Docker Registry

Docker containers and their usage have revolutionized the way applications and the underlying operating system are packaged and deployed to development, testing and production systems. 

The creation of the Open Container Initiative, and the involvement of a large number of stakeholders, guarantees that the ecosystem of tools around the lightweight containers and their usage will continue to flourish.

Docker Hub is the original registry for Docker container images and it is being joined by more and more other publicly available registries such as the Google Container Registry and others.

Nexus Repository supports Docker registries with the Docker repository format for hosted and proxy repositories. You can expose these repositories to the client-side tools directly or as a repository group, which is a repository that merges and exposes the contents of multiple repositories in one convenient URL. This allows you to reduce time and bandwidth usage for accessing Docker images in a registry as well as share your images within your organization in a hosted repository. Users can then launch containers based on those images, resulting in a completely private Docker registry with all the features available in the repository manager.

Docker Port Scalability

The Docker client has strict requirements about how it can retrieve content from a repository (i.e., a registry). These requirements mainly center around the path at which it expects everything to be hosted.

While it is possible to tell the Docker client to use a chosen host from which to retrieve (or to which to upload) images, it is not possible to tell it to use an arbitrary base path where images are stored in a registry. 

To further explain, the Docker client is given a registry to contact by specifying only the hostname + port. It's also given a specific path to an image in that registry. So, for example, it would be given "example:443/some/custom/image" to specify an image. You are not able to specify a registry application path.

Nexus Repository exposes its Docker registries with a repository path of /repository/<repo_name>/ and, by default, and application context path of /.

So, a full Docker image in the repository "docker-hosted" might be accessible at full URL example:443/nexus3/repository/docker-hosted/some/custom/image, which can be broken down as follows:

  • example.com = host name
  • 443 = port
  • /nexus3 = application context path
  • /repository/docker-hosted = base registry path
  • /some/custom/image = specific image path in the registry

There is no way to give the Docker client the application context path or base registry path. Docker needs the registry exposed at the root of the host + port that it is accessing.

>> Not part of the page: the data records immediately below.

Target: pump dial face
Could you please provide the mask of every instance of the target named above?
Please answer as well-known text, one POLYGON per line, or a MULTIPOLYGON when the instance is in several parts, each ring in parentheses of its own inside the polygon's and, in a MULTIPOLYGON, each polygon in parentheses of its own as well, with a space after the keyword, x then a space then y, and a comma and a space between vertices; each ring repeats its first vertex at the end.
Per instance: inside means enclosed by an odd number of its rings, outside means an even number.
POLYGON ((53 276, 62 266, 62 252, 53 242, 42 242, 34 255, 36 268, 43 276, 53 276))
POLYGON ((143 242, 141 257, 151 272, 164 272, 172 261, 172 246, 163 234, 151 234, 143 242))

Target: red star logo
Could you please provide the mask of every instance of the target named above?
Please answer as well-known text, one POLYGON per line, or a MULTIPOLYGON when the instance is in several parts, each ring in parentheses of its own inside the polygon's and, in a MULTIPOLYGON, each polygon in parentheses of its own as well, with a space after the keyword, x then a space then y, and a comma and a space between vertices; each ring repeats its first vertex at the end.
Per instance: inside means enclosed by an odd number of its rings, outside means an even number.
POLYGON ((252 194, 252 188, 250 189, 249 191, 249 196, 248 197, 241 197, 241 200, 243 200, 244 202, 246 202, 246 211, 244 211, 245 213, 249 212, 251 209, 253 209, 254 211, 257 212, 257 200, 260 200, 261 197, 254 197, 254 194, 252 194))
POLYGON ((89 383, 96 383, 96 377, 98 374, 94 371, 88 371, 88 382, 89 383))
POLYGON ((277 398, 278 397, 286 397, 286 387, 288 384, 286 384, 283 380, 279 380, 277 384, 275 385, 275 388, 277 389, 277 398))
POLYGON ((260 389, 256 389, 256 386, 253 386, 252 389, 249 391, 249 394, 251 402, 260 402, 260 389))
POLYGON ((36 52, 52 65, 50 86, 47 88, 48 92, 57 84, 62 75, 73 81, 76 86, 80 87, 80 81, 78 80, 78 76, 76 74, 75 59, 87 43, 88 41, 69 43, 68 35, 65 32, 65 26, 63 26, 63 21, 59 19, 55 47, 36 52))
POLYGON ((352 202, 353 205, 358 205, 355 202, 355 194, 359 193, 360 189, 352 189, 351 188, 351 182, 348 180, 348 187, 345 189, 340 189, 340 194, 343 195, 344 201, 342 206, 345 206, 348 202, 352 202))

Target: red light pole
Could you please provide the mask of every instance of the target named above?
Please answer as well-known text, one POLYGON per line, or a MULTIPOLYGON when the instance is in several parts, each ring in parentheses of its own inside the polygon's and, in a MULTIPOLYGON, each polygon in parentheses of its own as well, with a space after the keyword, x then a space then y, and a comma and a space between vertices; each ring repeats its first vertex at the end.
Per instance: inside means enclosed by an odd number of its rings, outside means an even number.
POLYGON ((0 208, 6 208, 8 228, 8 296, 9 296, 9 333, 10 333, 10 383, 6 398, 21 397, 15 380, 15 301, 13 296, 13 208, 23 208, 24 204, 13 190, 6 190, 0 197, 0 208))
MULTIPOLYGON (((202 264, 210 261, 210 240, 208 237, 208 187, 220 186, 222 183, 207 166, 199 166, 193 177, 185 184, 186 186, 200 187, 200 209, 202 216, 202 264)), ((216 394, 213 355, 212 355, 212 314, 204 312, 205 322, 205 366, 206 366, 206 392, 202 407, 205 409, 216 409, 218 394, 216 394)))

This is important because Nexus Repository uses request paths to separate content between different repositories. There are a few potential ways to overcome this Docker limitation:

  1. Using a reverse proxy
  2. Using a subdomain connector PRO NEW IN 3.40.0
  3. Using port connectors
If more than 20 connectors are needed, you must use either a reverse proxy or a subdomain connector.

Note that the Docker client expects secure connectivity (See our  SSL documentation ).

Docker Manifest Lists 

Docker manifest lists allow a manifest to represent support for multiple architectures while maintaining a single "image:tag" reference format. See https://docs.docker.com/registry/spec/manifest-v2-2/ for more information on docker's schema specification.

The minimum version of Docker that works with Nexus Repository is version 1.8. But please note that Docker is a fast moving project and requires usage of current operating system versions and tools. For example, usage of Red Hat Enterprise Linux 6 is simply not supported. Please use the official documentation as reference and help for your usage.